As alumni of Harvard, it is with disappointment and shame that we read the news that Corey Lewandowski and Sean Spicer would both be serving as visiting fellows at the Harvard Institute of Politics during the upcoming academic year. The stated mission of the IOP is to “unite and engage students, particularly undergraduates, with academics, politicians, activists, and policymakers on a non-partisan basis,” and it is incumbent upon the IOP to hew to values that are also non-partisan. These hiring decisions betray those values. While representing a spectrum of ideas is important for a complete political education, the IOP must acknowledge its own power in conveying an imprimatur of intellectual and moral legitimacy – in this case, to those who have done much to degrade public discourse in this country, re-ignite white nationalism, and further reactionary policies that harm millions.
Sean Spicer served as the mouthpiece for an administration that runs counter to the values Harvard purports to embody. What can undergraduates learn from a man whose brief tenure in national communications began with an unabashed lie about crowd sizes, continued with an ignorant minimization of the Holocaust, dabbled in unvarnished hostility to the free press, and ended in public ignominy? The IOP focuses on undergraduates: is the lesson we wish to impart to young students that Harvard will embrace you with open arms and confer unearned legitimacy to you, regardless of the untruths you sell and the moral turpitude you embody, as long as you have been in proximity to power?

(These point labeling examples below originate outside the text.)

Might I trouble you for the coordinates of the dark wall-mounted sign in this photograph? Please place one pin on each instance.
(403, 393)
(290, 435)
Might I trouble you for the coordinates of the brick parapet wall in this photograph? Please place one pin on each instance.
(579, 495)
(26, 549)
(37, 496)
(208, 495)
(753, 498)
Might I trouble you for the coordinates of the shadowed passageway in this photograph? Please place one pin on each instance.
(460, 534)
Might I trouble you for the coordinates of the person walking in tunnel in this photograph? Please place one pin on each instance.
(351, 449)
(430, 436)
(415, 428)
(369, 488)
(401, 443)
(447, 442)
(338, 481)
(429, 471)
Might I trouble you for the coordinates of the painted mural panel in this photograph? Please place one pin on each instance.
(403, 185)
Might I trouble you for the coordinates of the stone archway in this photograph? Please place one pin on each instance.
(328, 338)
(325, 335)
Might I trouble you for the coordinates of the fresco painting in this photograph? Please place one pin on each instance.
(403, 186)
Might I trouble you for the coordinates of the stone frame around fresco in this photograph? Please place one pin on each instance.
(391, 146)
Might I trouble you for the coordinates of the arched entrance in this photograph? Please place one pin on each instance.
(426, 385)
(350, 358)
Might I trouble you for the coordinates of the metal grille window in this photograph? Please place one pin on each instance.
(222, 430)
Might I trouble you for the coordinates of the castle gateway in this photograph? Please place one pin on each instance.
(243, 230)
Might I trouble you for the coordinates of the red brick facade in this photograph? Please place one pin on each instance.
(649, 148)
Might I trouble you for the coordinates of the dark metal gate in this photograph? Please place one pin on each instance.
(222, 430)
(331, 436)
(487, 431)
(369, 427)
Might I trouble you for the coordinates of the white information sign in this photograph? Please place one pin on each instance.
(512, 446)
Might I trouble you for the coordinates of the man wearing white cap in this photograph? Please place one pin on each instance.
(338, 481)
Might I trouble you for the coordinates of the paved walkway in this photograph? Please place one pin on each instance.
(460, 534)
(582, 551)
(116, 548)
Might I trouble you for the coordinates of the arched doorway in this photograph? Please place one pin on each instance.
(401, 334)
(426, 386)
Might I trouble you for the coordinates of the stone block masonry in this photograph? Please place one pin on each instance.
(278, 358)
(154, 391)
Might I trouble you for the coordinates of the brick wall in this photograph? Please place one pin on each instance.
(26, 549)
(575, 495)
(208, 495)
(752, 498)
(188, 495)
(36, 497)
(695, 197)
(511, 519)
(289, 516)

Corey Lewandowski, who managed a campaign that began with racist provocation and continued with rampant misogyny, was ousted from the Trump orbit after assaulting a female reporter, and has supplemented his notoriety with ignorant fulminations on national newscasts; he has also been accused of threatening his New Jersey neighbors with a baseball bat. What could this man offer that would be worth exchanging for the safety of student journalists and the greater Harvard community? What message does this send to students who embrace the dream of contributing to the free American press?
In her recent letter to the Harvard community on the announcement of the rescinding of DACA, President Faust touted Harvard’s commitment to “inclusion and to the promise of creative minds” and to “equality and opportunity.” To those of us who have watched this administration unfold with horror, knowing the harm it daily inflicts to the values of inclusion and equality, it is a mark of shame that the University we call our alma mater seems unable to recognize its own considerable power in furthering the destructive influence of this administration on American ideals, discourse, and civil society. To pretend neutrality and balance by granting a platform to those who have advocated harm and imbalance is to confer legitimacy to that which is morally illegitimate; it also betrays the insincerity of President Faust’s assurances that she will protect all members of the Harvard community, including religious and ethnic minorities and female students of all groups, when one of its highest-profile institutions extends a warm invitation to those who have willfully furthered the interests of misogyny and white supremacy.
We recognize the importance of representing a broad slate of different ideologies in the education of Harvard undergraduates. But there are many who advance conservative ideals, and can enlighten students about America’s geographic and ideological diversity, without serving as mouthpieces for the worst our country has to offer. If we wish to represent the interests of those outside our secular, Northeastern, urbanite bubble, why not extend an invitation to any of the hundreds of religious, Southern, Western or rural leaders across the country who are working to protect those under threat from the de facto ethnic cleansing advanced by Lewandowski's and Spicer's former employer? Religious minorities, black and Hispanic communities, and victims of sexual assault have not forgotten that Lewandowski and Spicer advanced the cause of a man who wants to add religious tests to citizenship, has demonized and scapegoated immigrants, and bragged about grabbing unsuspecting women "by the pussy." Harvard should not forget either.
We urge you to rescind these invitations immediately, and instead provide undergraduates with a chance to have their minds and hearts broadened by exposure to genuinely new and enriching ideas.